А некоторые остаются. Один алтарник, которого я знаю с детства, теперь диакон нашего храма. Когда он оканчивал школу, думал: пойти в семинарию или куда-то еще? Я посоветовал ему приобрести сначала светскую профессию, подрасти, сказал, что храм от него никуда не уйдет. Не настаивал, но предложил ему это как вариант, и он прислушался к совету. Окончил физмат Курского университета, поработал преподавателем в школе, женился, стал отцом, сейчас учится заочно в семинарии, и этим летом его рукоположили в диаконы. Я очень рад за него! Человек получил хорошее образование, повзрослел, и уже осознанно предпочел светской карьере служение в Церкви.

- Вы думали, что именно ему лучше сначала получить светское образование, а уже потом идти в семинарию, или в принципе считаете, что сразу после школы поступать в семинарию рановато?

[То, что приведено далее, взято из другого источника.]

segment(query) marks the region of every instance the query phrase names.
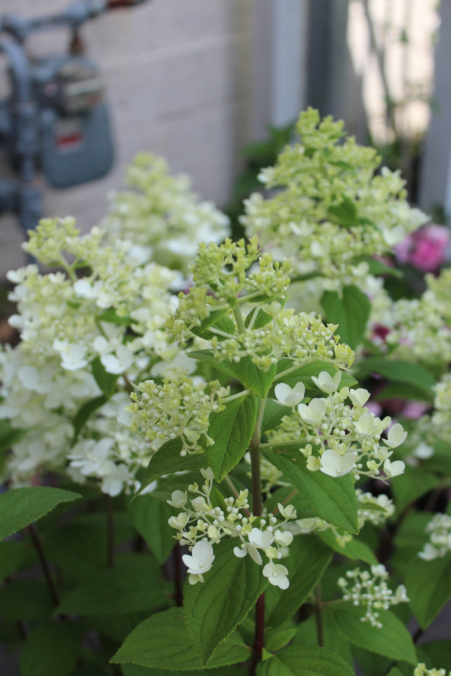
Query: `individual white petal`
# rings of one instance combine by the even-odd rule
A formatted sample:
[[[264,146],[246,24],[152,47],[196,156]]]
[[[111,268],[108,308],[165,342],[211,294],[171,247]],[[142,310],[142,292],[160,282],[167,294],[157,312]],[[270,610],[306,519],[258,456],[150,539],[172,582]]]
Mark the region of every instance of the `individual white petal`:
[[[375,419],[369,413],[364,413],[356,421],[356,429],[359,434],[371,434],[375,429]]]
[[[406,465],[402,460],[395,460],[394,462],[391,462],[387,458],[383,464],[383,470],[389,479],[392,477],[398,477],[402,474],[405,468]]]
[[[253,528],[247,536],[247,539],[254,547],[258,547],[260,549],[262,549],[263,546],[262,544],[262,536],[263,533],[260,528]]]
[[[386,443],[387,446],[395,448],[396,446],[400,446],[405,441],[407,437],[407,432],[404,432],[404,427],[400,423],[396,422],[390,427],[387,437],[387,439],[383,439],[384,443]]]
[[[237,556],[238,558],[243,558],[247,554],[247,550],[241,549],[241,547],[234,547],[233,554],[235,555],[235,556]]]
[[[423,548],[423,551],[418,552],[418,556],[420,558],[423,559],[425,561],[432,561],[434,558],[437,558],[438,555],[438,550],[435,549],[434,546],[431,545],[430,542],[427,542]]]
[[[249,556],[251,557],[253,561],[254,561],[258,566],[261,566],[263,561],[262,560],[262,557],[260,555],[260,552],[258,551],[257,548],[251,545],[249,542],[246,542],[246,549],[249,552]]]
[[[287,406],[295,406],[300,404],[306,393],[306,388],[304,383],[296,383],[294,387],[285,399],[285,403]]]
[[[188,502],[188,493],[186,491],[173,491],[170,500],[166,500],[168,504],[172,507],[184,507]]]
[[[199,564],[201,568],[210,570],[211,564],[214,558],[213,547],[207,540],[201,540],[196,542],[191,552],[193,558]],[[208,566],[208,568],[207,568]]]
[[[357,406],[358,408],[361,408],[362,406],[364,406],[365,404],[369,399],[370,393],[367,389],[364,389],[363,387],[359,387],[358,389],[350,389],[348,396],[354,406]]]
[[[291,393],[291,388],[285,383],[278,383],[274,388],[274,393],[277,401],[285,405],[285,399]]]

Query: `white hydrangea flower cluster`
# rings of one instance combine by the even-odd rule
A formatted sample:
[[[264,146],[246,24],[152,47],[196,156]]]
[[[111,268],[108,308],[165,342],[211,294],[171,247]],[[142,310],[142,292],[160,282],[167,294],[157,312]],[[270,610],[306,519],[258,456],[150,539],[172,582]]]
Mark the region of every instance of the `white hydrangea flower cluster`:
[[[389,358],[426,364],[451,363],[451,270],[425,276],[420,298],[392,301],[384,289],[373,304],[367,337]]]
[[[382,623],[378,620],[379,614],[377,610],[383,608],[387,610],[390,606],[410,601],[404,585],[399,585],[394,594],[387,584],[388,577],[385,566],[378,564],[371,566],[371,573],[368,571],[360,571],[359,568],[348,571],[346,577],[349,580],[340,577],[337,582],[343,591],[343,600],[352,601],[354,606],[366,606],[366,611],[360,618],[361,621],[369,622],[373,627],[378,629],[382,627]],[[354,581],[354,585],[348,588],[350,580]]]
[[[176,306],[169,293],[176,273],[154,263],[143,266],[122,243],[102,248],[101,239],[97,228],[80,237],[70,218],[43,219],[30,231],[24,249],[64,272],[43,275],[30,265],[8,273],[17,284],[10,299],[19,311],[9,323],[20,331],[22,349],[59,356],[66,370],[84,368],[99,356],[115,374],[129,368],[141,351],[161,359],[174,356],[179,351],[163,329]],[[89,274],[78,277],[77,270],[86,268]],[[124,344],[128,326],[136,337]]]
[[[229,218],[212,202],[199,201],[189,178],[172,176],[162,158],[137,155],[126,171],[129,190],[112,193],[101,225],[105,241],[124,239],[145,260],[188,272],[201,242],[229,235]]]
[[[323,288],[358,283],[368,272],[359,258],[391,251],[428,218],[408,205],[400,172],[383,167],[375,175],[380,158],[374,149],[353,137],[339,142],[342,122],[321,121],[309,108],[296,132],[300,142],[260,174],[267,189],[278,189],[275,194],[245,201],[246,234],[277,247],[276,258],[293,256],[296,274],[323,275]]]
[[[451,673],[451,672],[450,672]],[[413,676],[446,676],[446,669],[427,669],[424,662],[419,662],[413,670]]]
[[[387,519],[394,514],[395,506],[393,501],[385,493],[382,493],[376,497],[371,493],[364,493],[360,488],[356,489],[356,493],[359,504],[358,514],[360,530],[367,521],[375,526],[379,526],[385,523]],[[314,532],[321,533],[323,531],[330,530],[335,536],[337,544],[343,548],[348,542],[354,539],[354,536],[350,533],[346,533],[316,516],[298,519],[287,527],[294,535],[307,535]]]
[[[447,514],[436,514],[426,526],[426,533],[430,533],[429,541],[421,552],[420,558],[433,561],[451,552],[451,516]]]
[[[21,341],[0,352],[0,417],[24,430],[5,469],[15,485],[29,483],[37,471],[64,468],[77,411],[102,395],[93,375],[93,360],[107,373],[119,376],[118,387],[127,392],[128,378],[138,379],[152,364],[176,358],[180,353],[164,331],[168,314],[177,303],[169,289],[175,273],[153,263],[143,265],[122,243],[103,247],[98,228],[80,237],[69,218],[42,220],[24,248],[64,272],[41,274],[32,264],[8,274],[16,284],[10,297],[18,311],[9,321],[19,329]],[[81,270],[84,276],[79,276]],[[113,418],[115,426],[122,407],[123,400]],[[106,417],[104,409],[99,409],[93,420],[101,427]],[[114,439],[117,431],[117,427],[112,429],[108,436]],[[91,457],[101,452],[97,446],[93,451],[91,442],[95,445],[105,436],[94,429],[91,436],[84,438],[84,434],[75,452],[80,455],[79,462],[84,453]],[[95,477],[103,489],[114,492],[118,483],[114,475],[122,472],[122,485],[128,489],[137,469],[135,456],[142,464],[153,450],[149,441],[143,445],[142,440],[132,442],[130,437],[130,449],[133,444],[142,448],[122,460],[128,466],[126,477],[124,470],[116,468],[124,452],[116,439],[108,456],[114,462],[103,464],[99,471],[78,472],[78,479]],[[72,466],[72,474],[75,470]]]
[[[434,385],[434,411],[431,425],[437,437],[448,439],[451,434],[451,373],[445,373]]]
[[[360,475],[374,478],[379,476],[382,466],[387,478],[402,474],[404,463],[391,462],[390,456],[392,449],[404,441],[407,433],[400,423],[391,425],[389,416],[381,420],[364,408],[370,395],[367,390],[342,387],[339,391],[341,377],[341,371],[333,377],[326,371],[317,378],[312,377],[316,387],[328,396],[311,399],[308,404],[302,403],[303,383],[298,383],[293,390],[285,383],[278,384],[276,397],[281,404],[291,404],[292,412],[291,416],[285,416],[282,425],[269,433],[270,445],[301,445],[306,441],[308,443],[300,450],[307,458],[308,468],[329,477],[343,477],[352,472],[355,479]],[[348,398],[352,406],[345,404]],[[297,408],[294,401],[301,402]],[[387,438],[382,439],[387,428]],[[293,437],[297,440],[293,441]],[[365,458],[364,468],[362,461]]]
[[[250,357],[258,368],[268,370],[285,357],[290,361],[278,377],[318,359],[339,368],[350,366],[354,352],[334,335],[337,325],[326,327],[321,317],[282,307],[289,284],[289,260],[281,266],[264,254],[258,268],[246,276],[258,256],[256,238],[247,247],[243,240],[235,243],[229,239],[220,246],[201,245],[191,267],[198,285],[186,295],[180,294],[179,307],[166,322],[171,337],[183,347],[205,326],[208,333],[204,334],[218,362],[229,359],[237,363]],[[257,304],[245,318],[241,308],[250,301]],[[220,318],[220,326],[215,325]]]
[[[269,561],[263,568],[263,575],[270,584],[287,589],[288,571],[285,566],[275,563],[275,560],[281,558],[283,550],[293,541],[291,533],[280,529],[290,519],[296,518],[293,506],[279,505],[283,520],[278,520],[272,514],[264,519],[254,516],[248,512],[245,489],[240,491],[236,498],[224,498],[222,506],[214,506],[211,496],[213,472],[208,467],[201,469],[201,473],[205,479],[204,485],[200,489],[197,483],[188,487],[188,491],[197,493],[198,497],[189,500],[187,491],[178,490],[168,500],[172,507],[183,510],[177,516],[171,516],[168,523],[179,531],[175,537],[181,545],[187,545],[191,552],[191,556],[183,557],[188,568],[189,583],[203,582],[203,573],[211,569],[214,559],[212,544],[217,544],[224,537],[231,537],[241,540],[241,546],[233,550],[236,556],[242,558],[249,554],[252,560],[261,566],[263,560],[260,552],[264,552]],[[258,527],[252,525],[256,523]]]
[[[67,473],[74,481],[98,480],[102,492],[112,497],[139,489],[137,473],[147,467],[161,443],[118,426],[118,412],[128,399],[126,392],[114,395],[88,420],[82,438],[67,454]]]
[[[185,368],[175,366],[166,372],[162,385],[149,380],[139,383],[137,389],[141,397],[131,393],[133,403],[125,407],[130,415],[120,416],[120,425],[151,441],[179,437],[183,442],[181,456],[204,453],[198,443],[202,435],[207,443],[213,443],[207,433],[208,418],[210,413],[224,410],[222,402],[229,387],[221,387],[218,381],[207,384],[190,378]]]

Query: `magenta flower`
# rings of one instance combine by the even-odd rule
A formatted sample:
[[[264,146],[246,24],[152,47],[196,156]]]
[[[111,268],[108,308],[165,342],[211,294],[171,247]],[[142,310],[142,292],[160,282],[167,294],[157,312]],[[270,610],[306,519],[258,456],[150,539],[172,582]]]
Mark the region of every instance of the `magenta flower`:
[[[430,223],[398,245],[396,258],[423,272],[435,272],[445,262],[449,244],[449,228]]]

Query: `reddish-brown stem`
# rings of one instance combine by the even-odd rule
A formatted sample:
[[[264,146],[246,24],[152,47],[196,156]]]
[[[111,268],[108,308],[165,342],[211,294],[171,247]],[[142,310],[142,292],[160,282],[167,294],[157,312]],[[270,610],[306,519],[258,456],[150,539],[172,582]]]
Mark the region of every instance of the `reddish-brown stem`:
[[[262,475],[260,452],[257,450],[260,443],[260,431],[263,419],[266,400],[260,404],[258,418],[254,431],[251,448],[251,473],[252,475],[252,513],[254,516],[262,516]],[[257,665],[262,659],[264,645],[264,594],[260,595],[256,604],[256,628],[252,647],[252,658],[249,669],[249,676],[255,676]]]
[[[249,676],[255,676],[257,665],[262,659],[264,646],[264,592],[260,595],[256,604],[256,630],[252,646],[252,658]]]
[[[38,555],[38,558],[39,559],[39,562],[41,564],[41,567],[42,568],[43,573],[44,573],[44,577],[49,587],[49,592],[50,592],[50,596],[51,596],[52,601],[55,606],[60,605],[60,595],[57,592],[56,587],[55,585],[55,582],[53,581],[53,578],[51,577],[51,573],[50,572],[50,567],[47,560],[45,558],[45,554],[44,554],[44,550],[41,544],[41,540],[38,535],[37,531],[34,527],[34,525],[30,523],[28,526],[28,533],[30,533],[30,537],[31,537],[31,541],[33,544],[33,547],[36,550],[36,553]]]

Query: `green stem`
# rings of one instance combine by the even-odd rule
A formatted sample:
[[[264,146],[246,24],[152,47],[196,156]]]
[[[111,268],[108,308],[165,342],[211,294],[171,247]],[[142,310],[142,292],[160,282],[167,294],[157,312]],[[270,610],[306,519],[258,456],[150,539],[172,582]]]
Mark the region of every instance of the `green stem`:
[[[225,483],[227,484],[227,485],[230,488],[231,491],[232,491],[232,494],[234,495],[235,498],[239,498],[239,493],[238,493],[238,491],[237,490],[237,489],[233,485],[233,483],[232,483],[232,480],[231,479],[231,478],[230,478],[230,477],[229,476],[228,474],[227,474],[225,475],[225,477],[224,477],[224,481],[225,481]],[[245,515],[247,517],[247,518],[249,518],[249,517],[251,515],[251,513],[249,511],[249,510],[248,509],[243,509],[243,511],[245,514]]]
[[[250,452],[251,454],[251,473],[252,476],[252,513],[254,516],[262,516],[262,475],[260,452],[257,449],[260,443],[262,421],[264,413],[266,398],[260,402],[258,418],[256,423]],[[260,595],[256,604],[256,627],[252,647],[252,658],[249,669],[249,676],[255,676],[257,665],[262,659],[264,645],[264,594]]]
[[[233,402],[234,399],[239,399],[240,397],[245,397],[247,394],[249,394],[248,389],[243,389],[242,392],[239,392],[238,394],[233,394],[231,397],[223,397],[223,402]]]
[[[237,320],[237,326],[238,327],[239,332],[240,333],[245,333],[246,327],[244,325],[241,311],[240,310],[239,308],[233,308],[233,314],[235,315],[235,318]]]
[[[298,446],[301,445],[301,440],[297,439],[293,441],[272,441],[270,443],[259,443],[258,448],[270,448],[271,446],[292,446],[297,443]]]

- Наверное, есть дети, для которых это единственный путь – со школьной скамьи в семинарию. – но вообще я считаю, что это не лучший вариант. Человек, особенно мужчина, начинает что-то понимать ближе годам к 25. И вот представьте такого молодого человека, который сразу после школы поступил в семинарию, принял сан, а потом вдруг понял, что это не его. Может такое быть? Может. Человек не потерял веру, не совершил смертного греха, отлучающего его от Церкви, просто понял, что хочет в Церкви быть мирянином, а не священником. Допустимый вариант? Да. Это не грех. Но если человек после школы поступил в семинарию, быстро рукоположился, а потом вдруг понял, что поспешил с этим выбором, не чувствует готовности к такому ответственному служению, ему особо некуда идти: образование только духовное, профессии никакой нет, а у него семья. Трудная ситуация, а такие случаи бывают.

Или еще распространенный вариант. Рукоположили выпускника семинарии, направили на приход. Ему всего 22 года. Мальчишка, у него еще взрослый характер не сформировался, а он власть почувствовал и давай свои порядки на приходе наводить. Часто из лучших побуждений, романтических, но ничего не получается, всё рушится именно потому, что романтические иллюзии есть, а жизненного опыта никакого. Это и для священника трагедия, и для прихода.

А вот если он станет священником в 30 лет, имея высшее образование или просто какую-то специальность, он больше пользы принесет. Больше, потому что выбирает священство осознанно, отказываясь от каких-то видимых перспектив на светском поприще, и, главное, потому что знает жизнь. Когда человек становится священником, жизненного опыта набираться сложно, потому что в священнической жизни коридор достаточно узкий.

Я крестился в 36 лет, священником стал в 40. Конечно, наделал ошибок и до рукоположения, и после, но если бы не приобретенный до этого жизненный опыт, если бы всё произошло лет на 20 раньше, думаю, ошибок этих было бы гораздо больше, и всё было бы трагичней.